# Exercises

### Conceptual Questions

1. Explain the difference between parameter scaling, data scaling, and compute scaling.

2. Why do scaling laws often follow approximate power-law behavior?

3. What is compute-optimal training? Why can a smaller model trained on more data outperform a larger model trained on less data?

4. Explain the difference between training-time scaling and inference-time scaling.

5. Why is attention complexity quadratic in sequence length for standard transformers?

6. What are the main bottlenecks in large-scale AI systems?

7. Compare FP32, FP16, BF16, and INT8 computation. What tradeoffs exist between precision and efficiency?

8. Explain the purpose of:
   - quantization
   - pruning
   - distillation
   - gradient checkpointing

9. Why is memory movement often more expensive than arithmetic computation?

10. What is operator fusion?
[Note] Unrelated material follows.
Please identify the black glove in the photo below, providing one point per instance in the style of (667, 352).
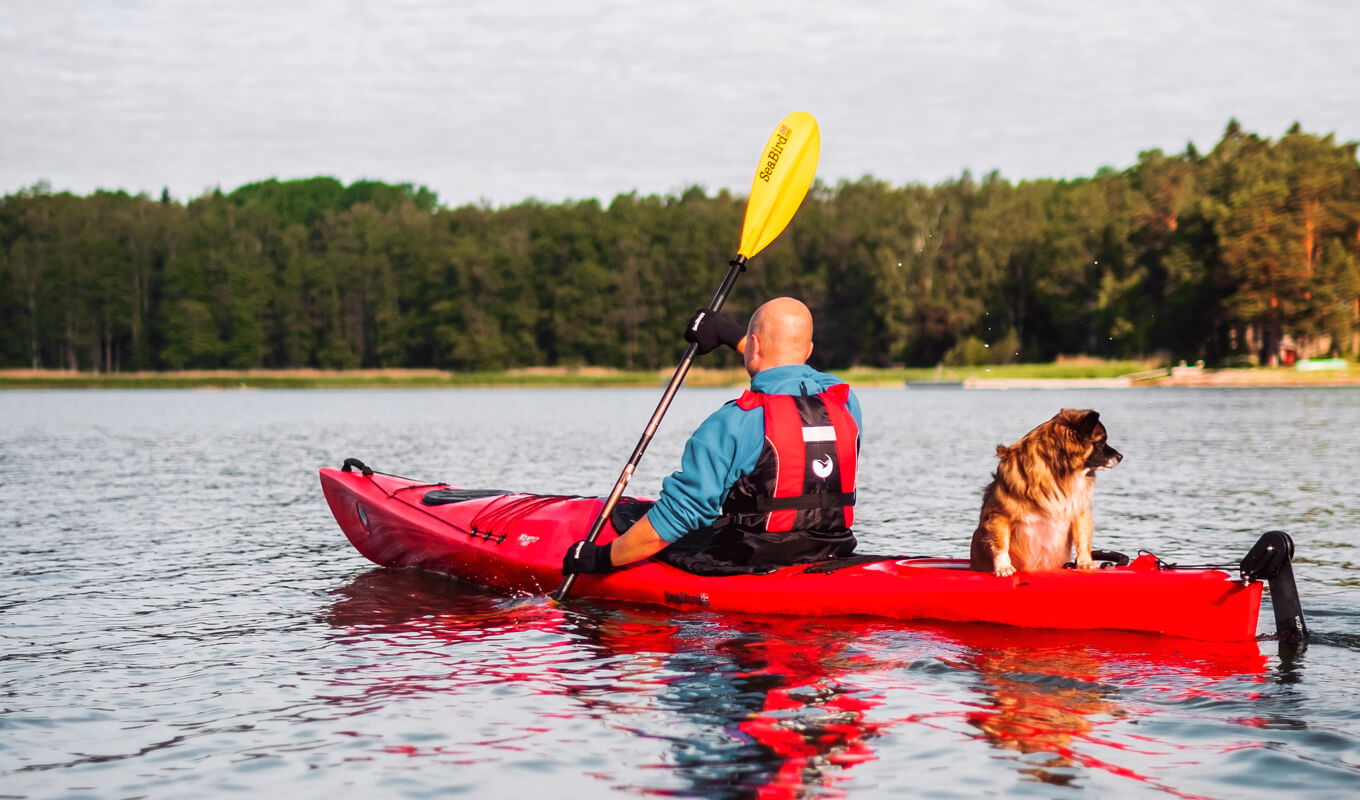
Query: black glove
(586, 557)
(709, 329)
Why does it improve performance?

11. Explain the sim-to-real gap in robotics.

12. Compare imitation learning and reinforcement learning.
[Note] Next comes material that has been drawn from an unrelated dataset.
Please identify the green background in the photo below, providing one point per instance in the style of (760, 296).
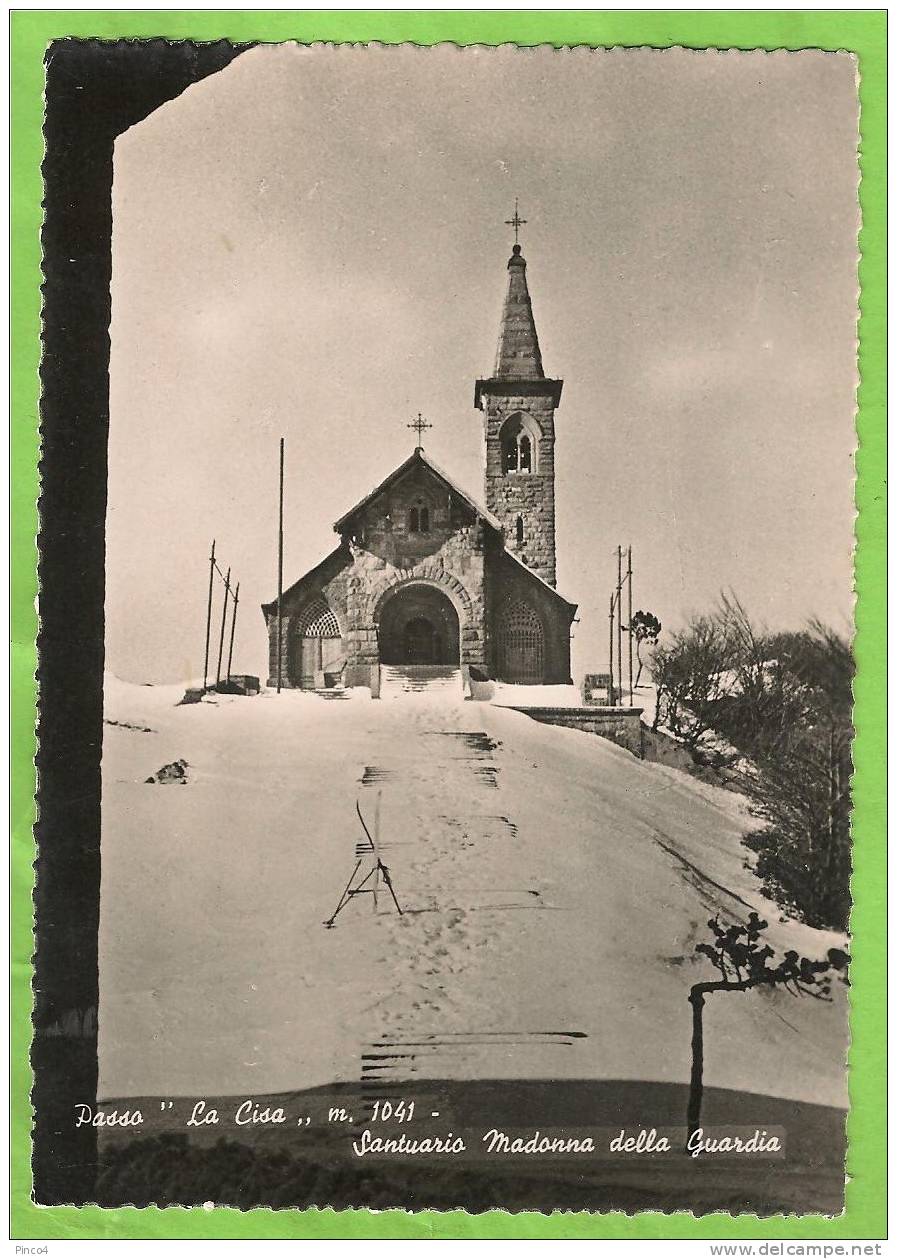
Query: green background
(859, 32)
13. Why are world models important for embodied agents?

14. What are affordances? Give three examples from robotics.

15. Why is uncertainty estimation critical in scientific deep learning?
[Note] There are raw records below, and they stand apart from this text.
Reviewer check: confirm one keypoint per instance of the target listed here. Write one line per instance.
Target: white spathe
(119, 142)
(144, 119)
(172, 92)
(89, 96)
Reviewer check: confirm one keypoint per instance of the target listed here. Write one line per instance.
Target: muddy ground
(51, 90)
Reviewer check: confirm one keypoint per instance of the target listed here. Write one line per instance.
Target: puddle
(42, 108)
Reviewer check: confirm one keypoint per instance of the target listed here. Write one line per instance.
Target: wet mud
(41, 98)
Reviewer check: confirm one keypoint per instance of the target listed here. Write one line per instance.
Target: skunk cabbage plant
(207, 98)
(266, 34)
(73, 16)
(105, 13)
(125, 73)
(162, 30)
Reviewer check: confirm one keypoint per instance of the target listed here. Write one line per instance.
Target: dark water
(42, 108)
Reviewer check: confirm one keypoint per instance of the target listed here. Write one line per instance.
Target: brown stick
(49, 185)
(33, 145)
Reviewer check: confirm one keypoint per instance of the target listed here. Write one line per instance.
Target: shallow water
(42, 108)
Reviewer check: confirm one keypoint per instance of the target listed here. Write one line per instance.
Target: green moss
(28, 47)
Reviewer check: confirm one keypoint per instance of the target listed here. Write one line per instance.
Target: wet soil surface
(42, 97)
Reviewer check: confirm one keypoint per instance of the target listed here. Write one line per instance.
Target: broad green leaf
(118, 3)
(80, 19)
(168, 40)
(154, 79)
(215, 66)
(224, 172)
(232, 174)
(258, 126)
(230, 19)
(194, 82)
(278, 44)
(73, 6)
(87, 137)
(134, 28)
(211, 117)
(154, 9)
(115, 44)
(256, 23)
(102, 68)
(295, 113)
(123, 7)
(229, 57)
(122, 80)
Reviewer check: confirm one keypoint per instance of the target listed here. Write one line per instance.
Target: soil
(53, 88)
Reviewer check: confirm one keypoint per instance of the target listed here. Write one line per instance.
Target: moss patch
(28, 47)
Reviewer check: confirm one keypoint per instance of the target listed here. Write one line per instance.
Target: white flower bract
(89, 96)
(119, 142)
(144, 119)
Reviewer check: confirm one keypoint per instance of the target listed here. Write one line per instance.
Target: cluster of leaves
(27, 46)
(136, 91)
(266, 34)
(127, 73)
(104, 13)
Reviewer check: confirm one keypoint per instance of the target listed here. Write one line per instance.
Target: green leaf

16. Explain the difference between correlation and causation.

17. Why are distribution shifts dangerous in deployed systems?

18. What is catastrophic forgetting?

19. Why is interpretability difficult in large neural networks?

20. Explain why benchmark accuracy alone is insufficient for evaluating advanced AI systems.

---

### Mathematical Exercises

#### 1. Parameter Scaling

Suppose validation loss follows:

$$
L(N) = 1.5N^{-0.08} + 1.2
$$

where $N$ is the parameter count in billions.

1. Compute the loss for:
   - $N = 1$
   - $N = 10$
   - $N = 100$

2. What happens to the loss as $N \rightarrow \infty$?

---

#### 2. Compute Scaling

Suppose compute scales as:

$$
C \propto ND
$$

where:
- $N$ = parameters
- $D$ = training tokens

If compute budget doubles, describe three possible scaling strategies.

---

#### 3. Attention Complexity

A transformer processes sequences of length $T$.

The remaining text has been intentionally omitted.